Decentralized Metadata - Calling all developers

Hey everyone,

So for my desktop app I will be implementing a decentralized file metadata system.

I had previously planned to allow the user to specify tracker servers in the application, to which they would upload metadata during the file upload process. On reflection I decided to instead have the users upload this metadata as another file to the autonomi network, and link them via a smart contract.

This ensures the information stays decentralized and accessible to everyone. Indexers can still index this data from the blockchain if they wish to perform specific private computation or search algorithms.

The main selling point of this method is that client applications can query the blockchain via ethers.js or web3js and get the metadata without the need for any servers. The smart contract simply ties two files together, the file itself, and the metadata file. The cost for storing both these xornames depends on the blockchain chosen, but for a L2 it should be low. Each xorname is 32 bytes.

By storing all the metadata in a file it saves from the cost of having it in the smart contract itself.

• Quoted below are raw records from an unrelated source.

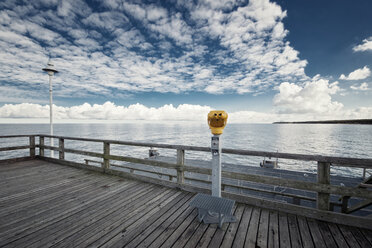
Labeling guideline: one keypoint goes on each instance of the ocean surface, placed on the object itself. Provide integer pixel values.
(314, 139)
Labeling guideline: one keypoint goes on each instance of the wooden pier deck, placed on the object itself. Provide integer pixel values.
(49, 205)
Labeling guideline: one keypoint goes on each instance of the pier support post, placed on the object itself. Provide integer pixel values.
(322, 200)
(106, 153)
(32, 146)
(180, 162)
(41, 146)
(216, 165)
(61, 148)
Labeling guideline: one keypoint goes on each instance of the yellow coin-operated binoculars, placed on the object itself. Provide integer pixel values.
(217, 120)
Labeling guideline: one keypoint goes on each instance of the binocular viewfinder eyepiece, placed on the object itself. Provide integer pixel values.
(217, 120)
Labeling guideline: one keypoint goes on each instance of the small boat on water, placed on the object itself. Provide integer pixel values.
(273, 164)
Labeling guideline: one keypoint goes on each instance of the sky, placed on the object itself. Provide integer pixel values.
(261, 61)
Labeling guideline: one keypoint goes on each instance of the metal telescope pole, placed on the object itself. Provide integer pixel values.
(51, 113)
(216, 165)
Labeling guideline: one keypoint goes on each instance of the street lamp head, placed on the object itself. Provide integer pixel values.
(50, 69)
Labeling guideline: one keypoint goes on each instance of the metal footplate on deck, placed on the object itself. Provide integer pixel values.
(213, 210)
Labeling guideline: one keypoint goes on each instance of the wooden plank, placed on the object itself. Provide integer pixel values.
(305, 234)
(263, 229)
(294, 233)
(338, 237)
(251, 239)
(11, 148)
(367, 163)
(273, 238)
(75, 220)
(117, 221)
(147, 228)
(25, 215)
(52, 215)
(44, 196)
(243, 227)
(284, 238)
(367, 234)
(316, 234)
(349, 237)
(207, 236)
(177, 232)
(193, 239)
(221, 232)
(145, 225)
(89, 215)
(163, 231)
(188, 233)
(32, 146)
(323, 173)
(74, 186)
(362, 240)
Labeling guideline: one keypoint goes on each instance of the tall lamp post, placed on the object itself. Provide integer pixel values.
(50, 70)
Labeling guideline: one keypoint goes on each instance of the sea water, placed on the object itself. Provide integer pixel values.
(313, 139)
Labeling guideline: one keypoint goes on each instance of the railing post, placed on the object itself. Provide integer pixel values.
(61, 148)
(32, 146)
(106, 153)
(322, 200)
(180, 162)
(41, 146)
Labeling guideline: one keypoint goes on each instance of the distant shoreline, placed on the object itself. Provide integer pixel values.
(356, 121)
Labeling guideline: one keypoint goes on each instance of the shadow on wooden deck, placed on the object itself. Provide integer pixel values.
(49, 205)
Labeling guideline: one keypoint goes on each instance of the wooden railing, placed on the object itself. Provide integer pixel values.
(322, 187)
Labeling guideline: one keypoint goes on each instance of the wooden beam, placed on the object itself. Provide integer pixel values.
(61, 148)
(32, 146)
(106, 154)
(180, 162)
(41, 146)
(322, 201)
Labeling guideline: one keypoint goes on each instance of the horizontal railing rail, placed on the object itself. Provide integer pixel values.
(322, 187)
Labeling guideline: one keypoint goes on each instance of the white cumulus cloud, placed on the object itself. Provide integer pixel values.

This is all optional so applications can decide to use it or not, or just to upload the metadata to their own servers.

Here is the smart contract below:

As for the metadata files, it would be good for applications that use this method to agree on a standard so the creation and usage of this metadata would work for all applications.

My proposal would be something along the lines of a json object:

name: string
description: string
extension: string
size (bytes): int
hash: string
additional: array of key/value pairs

Would love some feedback.

11 Likes

This tech on layer 2 base is doing some interesting stuff with the metadata for the ERC20 standard. It is called ERC20i and is completely interoperable.

I collect all the coins on base that have them because of a the unique art autonomously generated on chain.

3 Likes

Unfortunately this would only survive while the erc20 L2 token remains. With the native token planned to replace the ERC20 (on 1:1 w/burn) it would be better to perhaps look at another way.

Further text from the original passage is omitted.